I am running a web scraping task where I run multiple scrapers concurrently. Sometimes my scraper gets stuck non-deterministically and there is nothing I can do about that. What happens is, after a while the entire script is stuck. I am running a total of more than 1000 scrapers, with max_workers as 20. I am guessing after a while all 20 workers get stuck. What I want is to set timeouts to individual threads so that if a thread is running for more than 120 seconds, it should just get killed or cancelled and then logged.

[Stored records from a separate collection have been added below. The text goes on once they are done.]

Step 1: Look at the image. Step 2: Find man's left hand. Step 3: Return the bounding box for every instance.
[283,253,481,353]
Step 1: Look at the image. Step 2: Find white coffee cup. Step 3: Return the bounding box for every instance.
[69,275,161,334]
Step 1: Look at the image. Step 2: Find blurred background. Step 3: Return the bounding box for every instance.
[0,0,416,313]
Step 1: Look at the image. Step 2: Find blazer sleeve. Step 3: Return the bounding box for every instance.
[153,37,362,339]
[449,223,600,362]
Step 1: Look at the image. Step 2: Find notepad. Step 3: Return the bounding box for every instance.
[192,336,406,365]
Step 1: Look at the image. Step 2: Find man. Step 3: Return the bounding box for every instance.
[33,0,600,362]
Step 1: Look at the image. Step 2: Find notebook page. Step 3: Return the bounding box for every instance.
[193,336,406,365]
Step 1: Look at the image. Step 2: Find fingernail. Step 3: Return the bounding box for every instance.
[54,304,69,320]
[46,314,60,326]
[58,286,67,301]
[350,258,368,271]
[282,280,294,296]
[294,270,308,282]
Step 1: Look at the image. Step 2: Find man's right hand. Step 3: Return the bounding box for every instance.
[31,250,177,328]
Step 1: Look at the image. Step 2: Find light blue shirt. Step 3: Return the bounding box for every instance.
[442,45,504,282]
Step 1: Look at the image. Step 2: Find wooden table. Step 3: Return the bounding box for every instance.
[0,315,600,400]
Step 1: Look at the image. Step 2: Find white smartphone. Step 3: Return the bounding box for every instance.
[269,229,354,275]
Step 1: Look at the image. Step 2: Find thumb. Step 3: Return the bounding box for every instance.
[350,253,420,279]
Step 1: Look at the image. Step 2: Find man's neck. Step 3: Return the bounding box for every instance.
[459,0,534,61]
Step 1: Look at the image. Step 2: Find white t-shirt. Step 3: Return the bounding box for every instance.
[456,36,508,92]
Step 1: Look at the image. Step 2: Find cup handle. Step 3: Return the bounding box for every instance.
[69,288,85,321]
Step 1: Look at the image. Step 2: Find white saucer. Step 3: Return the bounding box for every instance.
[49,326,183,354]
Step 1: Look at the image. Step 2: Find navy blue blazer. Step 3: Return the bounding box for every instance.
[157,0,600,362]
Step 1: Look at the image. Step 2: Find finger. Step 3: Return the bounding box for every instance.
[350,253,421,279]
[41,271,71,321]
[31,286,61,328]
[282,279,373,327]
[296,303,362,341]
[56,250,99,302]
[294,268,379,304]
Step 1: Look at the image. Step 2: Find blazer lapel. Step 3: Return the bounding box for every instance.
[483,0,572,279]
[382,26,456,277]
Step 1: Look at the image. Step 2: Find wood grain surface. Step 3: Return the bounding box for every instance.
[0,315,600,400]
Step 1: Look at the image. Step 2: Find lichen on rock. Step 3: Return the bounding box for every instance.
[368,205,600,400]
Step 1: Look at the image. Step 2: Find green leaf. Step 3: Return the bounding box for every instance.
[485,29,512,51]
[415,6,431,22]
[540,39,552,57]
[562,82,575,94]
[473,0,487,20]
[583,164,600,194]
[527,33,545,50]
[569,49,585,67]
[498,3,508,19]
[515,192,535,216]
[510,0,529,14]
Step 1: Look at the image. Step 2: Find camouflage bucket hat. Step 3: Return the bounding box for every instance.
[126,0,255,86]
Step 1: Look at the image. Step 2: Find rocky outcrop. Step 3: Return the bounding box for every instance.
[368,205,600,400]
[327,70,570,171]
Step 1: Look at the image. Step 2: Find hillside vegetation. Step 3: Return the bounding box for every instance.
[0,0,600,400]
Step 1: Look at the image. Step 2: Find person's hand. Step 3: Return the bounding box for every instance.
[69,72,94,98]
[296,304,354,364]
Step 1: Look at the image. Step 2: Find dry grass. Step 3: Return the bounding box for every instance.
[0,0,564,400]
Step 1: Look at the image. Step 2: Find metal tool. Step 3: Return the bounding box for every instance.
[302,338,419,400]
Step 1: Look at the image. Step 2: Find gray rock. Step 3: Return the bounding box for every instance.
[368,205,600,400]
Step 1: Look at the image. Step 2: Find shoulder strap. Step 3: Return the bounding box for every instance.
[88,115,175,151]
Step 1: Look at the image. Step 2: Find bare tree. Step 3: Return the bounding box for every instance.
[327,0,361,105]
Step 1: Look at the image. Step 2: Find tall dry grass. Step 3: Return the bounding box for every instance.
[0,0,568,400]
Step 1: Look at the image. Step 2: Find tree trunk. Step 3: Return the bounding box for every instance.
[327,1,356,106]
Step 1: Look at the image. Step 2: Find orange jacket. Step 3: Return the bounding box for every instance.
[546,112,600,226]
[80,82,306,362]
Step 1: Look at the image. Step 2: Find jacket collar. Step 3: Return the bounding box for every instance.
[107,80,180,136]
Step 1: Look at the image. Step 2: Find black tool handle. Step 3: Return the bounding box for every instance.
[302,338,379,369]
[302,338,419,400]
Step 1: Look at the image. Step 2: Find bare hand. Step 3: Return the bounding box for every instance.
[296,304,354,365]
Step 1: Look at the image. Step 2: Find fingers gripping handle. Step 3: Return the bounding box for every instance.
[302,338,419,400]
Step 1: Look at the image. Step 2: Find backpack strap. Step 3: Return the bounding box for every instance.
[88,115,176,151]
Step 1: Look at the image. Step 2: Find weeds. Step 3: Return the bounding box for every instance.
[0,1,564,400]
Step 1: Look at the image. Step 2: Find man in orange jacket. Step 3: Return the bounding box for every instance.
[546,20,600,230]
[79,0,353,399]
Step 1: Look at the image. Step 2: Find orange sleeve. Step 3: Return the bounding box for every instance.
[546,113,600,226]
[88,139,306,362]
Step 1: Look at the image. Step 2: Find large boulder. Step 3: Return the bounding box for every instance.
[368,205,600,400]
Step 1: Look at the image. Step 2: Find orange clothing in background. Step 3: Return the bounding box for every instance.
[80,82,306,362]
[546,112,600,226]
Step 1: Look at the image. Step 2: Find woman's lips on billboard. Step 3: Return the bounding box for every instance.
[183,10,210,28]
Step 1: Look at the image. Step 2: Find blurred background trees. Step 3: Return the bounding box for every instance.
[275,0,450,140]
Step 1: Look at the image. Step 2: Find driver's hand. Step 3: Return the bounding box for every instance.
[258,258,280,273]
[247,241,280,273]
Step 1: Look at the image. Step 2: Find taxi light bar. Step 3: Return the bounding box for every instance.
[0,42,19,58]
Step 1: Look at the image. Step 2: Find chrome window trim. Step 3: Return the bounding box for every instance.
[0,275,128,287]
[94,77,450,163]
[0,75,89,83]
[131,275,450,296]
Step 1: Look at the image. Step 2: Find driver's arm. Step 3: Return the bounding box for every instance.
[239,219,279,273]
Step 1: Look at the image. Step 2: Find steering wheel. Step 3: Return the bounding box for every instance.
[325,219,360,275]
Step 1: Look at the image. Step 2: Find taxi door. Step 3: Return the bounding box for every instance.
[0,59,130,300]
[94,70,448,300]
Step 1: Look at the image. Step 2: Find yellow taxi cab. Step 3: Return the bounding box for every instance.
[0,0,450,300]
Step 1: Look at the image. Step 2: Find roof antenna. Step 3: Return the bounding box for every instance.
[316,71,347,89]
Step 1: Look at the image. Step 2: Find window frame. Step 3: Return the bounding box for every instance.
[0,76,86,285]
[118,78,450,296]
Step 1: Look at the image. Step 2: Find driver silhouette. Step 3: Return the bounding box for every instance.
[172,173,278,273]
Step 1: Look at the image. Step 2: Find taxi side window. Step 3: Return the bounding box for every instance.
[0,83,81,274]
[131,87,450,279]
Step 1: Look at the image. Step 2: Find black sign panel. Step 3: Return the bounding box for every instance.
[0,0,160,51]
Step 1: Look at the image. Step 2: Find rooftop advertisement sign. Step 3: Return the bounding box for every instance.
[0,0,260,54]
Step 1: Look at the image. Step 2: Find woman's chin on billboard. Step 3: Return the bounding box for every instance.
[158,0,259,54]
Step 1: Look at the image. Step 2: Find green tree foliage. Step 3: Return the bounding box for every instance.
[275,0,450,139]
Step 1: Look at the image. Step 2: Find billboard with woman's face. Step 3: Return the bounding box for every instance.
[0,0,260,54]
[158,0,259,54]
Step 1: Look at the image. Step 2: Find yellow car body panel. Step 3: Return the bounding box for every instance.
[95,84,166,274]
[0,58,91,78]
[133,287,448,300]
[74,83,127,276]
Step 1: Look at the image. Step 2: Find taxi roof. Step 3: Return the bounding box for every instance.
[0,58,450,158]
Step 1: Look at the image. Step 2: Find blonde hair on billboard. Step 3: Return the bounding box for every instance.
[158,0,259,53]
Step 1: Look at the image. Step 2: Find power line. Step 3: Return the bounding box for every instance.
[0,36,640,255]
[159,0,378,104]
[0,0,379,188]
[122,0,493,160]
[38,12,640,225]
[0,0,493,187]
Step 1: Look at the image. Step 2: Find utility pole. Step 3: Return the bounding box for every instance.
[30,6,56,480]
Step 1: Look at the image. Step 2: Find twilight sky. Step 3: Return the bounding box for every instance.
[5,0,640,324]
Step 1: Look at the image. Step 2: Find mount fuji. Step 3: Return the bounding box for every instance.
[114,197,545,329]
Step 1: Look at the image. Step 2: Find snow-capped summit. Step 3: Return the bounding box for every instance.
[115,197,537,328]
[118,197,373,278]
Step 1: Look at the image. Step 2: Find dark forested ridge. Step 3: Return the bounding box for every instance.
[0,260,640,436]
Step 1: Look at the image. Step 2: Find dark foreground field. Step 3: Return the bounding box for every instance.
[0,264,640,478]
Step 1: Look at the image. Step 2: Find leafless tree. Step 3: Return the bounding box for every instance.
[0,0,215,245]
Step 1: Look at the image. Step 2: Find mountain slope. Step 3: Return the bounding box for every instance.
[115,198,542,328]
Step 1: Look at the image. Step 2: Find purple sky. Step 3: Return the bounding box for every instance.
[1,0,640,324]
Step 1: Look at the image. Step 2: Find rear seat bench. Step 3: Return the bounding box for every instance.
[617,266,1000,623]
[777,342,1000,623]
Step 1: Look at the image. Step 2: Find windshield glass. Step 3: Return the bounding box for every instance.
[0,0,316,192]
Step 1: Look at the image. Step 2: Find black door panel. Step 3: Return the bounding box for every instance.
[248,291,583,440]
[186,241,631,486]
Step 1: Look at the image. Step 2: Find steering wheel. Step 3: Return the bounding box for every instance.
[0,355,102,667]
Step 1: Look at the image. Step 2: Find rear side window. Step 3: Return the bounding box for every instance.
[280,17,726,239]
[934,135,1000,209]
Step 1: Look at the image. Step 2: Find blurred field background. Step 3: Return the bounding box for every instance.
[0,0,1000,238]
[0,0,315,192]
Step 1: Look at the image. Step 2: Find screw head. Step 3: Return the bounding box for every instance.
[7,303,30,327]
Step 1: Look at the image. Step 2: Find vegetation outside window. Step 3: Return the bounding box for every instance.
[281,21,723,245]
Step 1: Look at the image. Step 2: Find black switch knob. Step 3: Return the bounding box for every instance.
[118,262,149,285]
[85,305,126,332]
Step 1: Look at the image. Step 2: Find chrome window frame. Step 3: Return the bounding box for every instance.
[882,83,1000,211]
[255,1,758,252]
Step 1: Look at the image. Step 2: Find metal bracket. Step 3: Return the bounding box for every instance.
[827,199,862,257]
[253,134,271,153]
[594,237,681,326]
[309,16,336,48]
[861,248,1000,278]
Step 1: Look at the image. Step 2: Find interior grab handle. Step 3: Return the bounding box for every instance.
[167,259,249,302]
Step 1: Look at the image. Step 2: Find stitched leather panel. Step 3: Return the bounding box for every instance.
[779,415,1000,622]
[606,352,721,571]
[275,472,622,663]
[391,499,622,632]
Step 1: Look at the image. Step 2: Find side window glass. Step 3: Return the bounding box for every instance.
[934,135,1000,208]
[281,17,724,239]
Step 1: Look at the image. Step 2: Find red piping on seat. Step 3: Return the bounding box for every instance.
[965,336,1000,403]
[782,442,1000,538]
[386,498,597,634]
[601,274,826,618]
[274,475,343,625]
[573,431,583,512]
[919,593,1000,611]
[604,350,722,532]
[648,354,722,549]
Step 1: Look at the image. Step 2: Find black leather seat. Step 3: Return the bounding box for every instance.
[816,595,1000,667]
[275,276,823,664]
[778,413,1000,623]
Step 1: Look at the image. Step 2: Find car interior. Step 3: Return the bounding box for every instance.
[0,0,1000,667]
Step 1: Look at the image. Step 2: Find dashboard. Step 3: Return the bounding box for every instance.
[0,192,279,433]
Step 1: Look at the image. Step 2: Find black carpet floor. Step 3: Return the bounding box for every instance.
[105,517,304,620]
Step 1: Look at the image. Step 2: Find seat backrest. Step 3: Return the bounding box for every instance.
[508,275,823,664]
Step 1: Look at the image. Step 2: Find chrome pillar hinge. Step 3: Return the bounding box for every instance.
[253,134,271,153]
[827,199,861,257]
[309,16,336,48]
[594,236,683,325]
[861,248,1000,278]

I found the pebble library, but interestingly it supports timeouts only to ProcessPool and not ThreadPool. My machine would crash if I use a ProcessPool. Is there a way I can implement a timeout on individual threads in python.
Here is what I tried:
import concurrent.futures
def func(t):
while t:
c = 1
return 'yo'
t = [0, 0, 0, 1, 1, 1, 1, 1, 0]
print(t)
with concurrent.futures.ThreadPoolExecutor(max_workers=4) as pool:
futures = []
for _ in t:
future = pool.submit(func, _)
futures.append(future)
future.args = str(_)
for future in futures:
try:
result = future.result(timeout = 3)
print(result + future.args)
except Exception as e:
print(e)
print('timeout' + future.args)
It doesn't even print the exception. It just gets stuck after printing out this:
[0, 0, 0, 1, 1, 1, 1, 1, 0]
yo0
yo0
yo0
timeout1
timeout1
timeout1
timeout1
timeout1
timeout0
I also tried adding future.cancel()
, in the except block but same result. What do I do?